Subject terms: Aerospace engineering, Mechanical engineering
Introduction
Tough and impact resistant ceramic systems represent an ongoing revolution in materials and structures for aerospace, marine, automotive, construction, and armour applications1. Their outstanding properties (e.g. low-density, high compressive strength, high thermal stability, and high oxidation and corrosion resistance) as well as enhanced toughness and multi-impact resistance offer unique advantages over conventional rigid ceramic systems. Among numerous possibilities, tough ceramics have emerged as an ideal candidate for the extreme thermo-mechanical conditions such as thermal protection systems in gas-turbine engines, leading edge, or nozzle engine components2. Architectured ceramics, in particular, have attracted significant attention owed to their high mechanical performance (i.e., stiff, tough, multi-impact resistant, and damage tolerant) in advanced engineering applications3. The intrinsic rigid and brittle nature at the individual component level can be successfully translated to the enhanced toughness at the overall structural level via bioinspiration, as seen in biological materials such as bone4, nacre5, tooth enamel6, or sponge spicules7. Of the bioinspiration strategies which offer a toughness enhancement, the “topologically interlocking concept” consists of hard and stiff building blocks bonded along weak interfaces8–10. The challenge lies in the precise and industrially-scalable manufacturing of such mechanically enhanced structures8,11–13.

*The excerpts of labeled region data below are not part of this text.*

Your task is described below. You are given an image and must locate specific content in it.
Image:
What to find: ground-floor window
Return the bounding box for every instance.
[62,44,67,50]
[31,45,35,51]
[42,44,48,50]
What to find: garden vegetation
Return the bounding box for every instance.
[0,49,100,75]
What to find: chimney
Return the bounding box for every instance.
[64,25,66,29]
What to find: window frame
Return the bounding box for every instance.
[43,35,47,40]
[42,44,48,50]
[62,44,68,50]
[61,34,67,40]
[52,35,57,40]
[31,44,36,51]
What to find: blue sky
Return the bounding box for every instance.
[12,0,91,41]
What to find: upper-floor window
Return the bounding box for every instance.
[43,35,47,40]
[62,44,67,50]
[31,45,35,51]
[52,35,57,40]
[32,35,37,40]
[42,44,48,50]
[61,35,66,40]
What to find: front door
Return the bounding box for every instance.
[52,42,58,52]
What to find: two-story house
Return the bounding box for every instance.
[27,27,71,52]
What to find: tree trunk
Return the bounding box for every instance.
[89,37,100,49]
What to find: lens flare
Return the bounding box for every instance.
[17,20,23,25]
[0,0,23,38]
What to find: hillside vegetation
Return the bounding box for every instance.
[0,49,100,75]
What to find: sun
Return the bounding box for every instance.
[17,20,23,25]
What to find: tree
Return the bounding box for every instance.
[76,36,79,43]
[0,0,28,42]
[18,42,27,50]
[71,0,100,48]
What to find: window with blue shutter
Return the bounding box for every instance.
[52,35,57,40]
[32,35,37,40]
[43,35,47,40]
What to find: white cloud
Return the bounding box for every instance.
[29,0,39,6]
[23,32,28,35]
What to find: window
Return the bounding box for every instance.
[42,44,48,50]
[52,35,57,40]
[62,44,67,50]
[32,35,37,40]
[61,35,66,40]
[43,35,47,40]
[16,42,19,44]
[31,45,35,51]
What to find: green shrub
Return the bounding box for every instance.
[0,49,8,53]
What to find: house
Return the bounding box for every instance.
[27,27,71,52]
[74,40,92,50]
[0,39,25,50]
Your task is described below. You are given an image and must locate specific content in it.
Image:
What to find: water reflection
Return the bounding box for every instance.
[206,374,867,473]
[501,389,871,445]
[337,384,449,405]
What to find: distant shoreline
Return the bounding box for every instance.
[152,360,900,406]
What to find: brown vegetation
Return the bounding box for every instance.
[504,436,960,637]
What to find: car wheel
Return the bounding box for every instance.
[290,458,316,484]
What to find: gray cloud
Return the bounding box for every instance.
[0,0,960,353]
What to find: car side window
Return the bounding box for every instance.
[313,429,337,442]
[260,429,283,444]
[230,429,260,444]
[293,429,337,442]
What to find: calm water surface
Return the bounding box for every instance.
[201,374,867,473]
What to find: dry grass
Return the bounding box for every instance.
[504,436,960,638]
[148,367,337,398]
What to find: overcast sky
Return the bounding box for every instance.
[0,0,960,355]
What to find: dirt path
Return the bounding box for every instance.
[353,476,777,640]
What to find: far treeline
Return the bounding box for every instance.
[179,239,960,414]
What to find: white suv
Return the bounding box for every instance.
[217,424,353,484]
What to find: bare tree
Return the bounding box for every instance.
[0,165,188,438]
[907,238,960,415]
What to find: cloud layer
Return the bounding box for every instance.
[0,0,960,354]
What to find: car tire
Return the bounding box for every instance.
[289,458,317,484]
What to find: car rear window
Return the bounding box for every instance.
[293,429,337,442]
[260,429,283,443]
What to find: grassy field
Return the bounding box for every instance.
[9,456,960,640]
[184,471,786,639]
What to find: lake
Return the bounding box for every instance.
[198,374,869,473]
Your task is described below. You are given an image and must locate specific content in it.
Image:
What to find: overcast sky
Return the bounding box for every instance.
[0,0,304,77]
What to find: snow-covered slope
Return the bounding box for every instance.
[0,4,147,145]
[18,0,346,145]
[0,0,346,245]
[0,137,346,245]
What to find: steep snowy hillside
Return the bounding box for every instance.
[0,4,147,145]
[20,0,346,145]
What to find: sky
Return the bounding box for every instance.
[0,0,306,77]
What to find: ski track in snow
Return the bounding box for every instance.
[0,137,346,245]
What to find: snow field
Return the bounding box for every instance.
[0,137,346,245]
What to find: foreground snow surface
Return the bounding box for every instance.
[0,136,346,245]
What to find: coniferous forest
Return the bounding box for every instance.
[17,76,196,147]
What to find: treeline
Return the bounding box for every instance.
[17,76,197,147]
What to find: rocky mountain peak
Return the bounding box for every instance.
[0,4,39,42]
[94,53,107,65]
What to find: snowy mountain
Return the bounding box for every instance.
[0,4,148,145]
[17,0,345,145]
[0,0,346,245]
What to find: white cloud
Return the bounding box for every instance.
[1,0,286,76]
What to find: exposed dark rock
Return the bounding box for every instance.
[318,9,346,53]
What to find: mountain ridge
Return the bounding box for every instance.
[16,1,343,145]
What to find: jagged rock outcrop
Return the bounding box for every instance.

Both advanced subtractive and additive manufacturing technologies have emerged as promising solutions for the fabrication of the architectured ceramics with sophisticated architectured designs14,15. The subtractive manufacturing technique considered encompasses the use of advanced laser systems to develop three-dimensional (3D) architectures in brittle materials (e.g. glass), resulting in the improved resistance against quasi-static and low-velocity impact loads16. However, there are considerable drawbacks to the use of subtractive manufacturing technologies for the machining of brittle materials. Examples of these engineering hurdles include the complexity of process parameter optimization for various and differing laser setups, material compositions and thicknesses, and geometric/topological objectives. There has been significant investigation into the parametric effects of various fiber laser parameters, including the effect of fluence on ablation rate17,18, of raster pitch on surface roughness19, and of traverse speed and focal position on cut quality20. Findings from this research have led to the minimization of ripples and the elimination of cracks during ablation cutting. Although many studies have been performed on the design and assembly (e.g. machining, casting, or additive manufacturing) of topologically interlocked glasses or ceramics10,21, less consideration has been given to developing precise, near-net shaping and industrially scalable subtractive manufacturing techniques for fabricating such architectured ceramics.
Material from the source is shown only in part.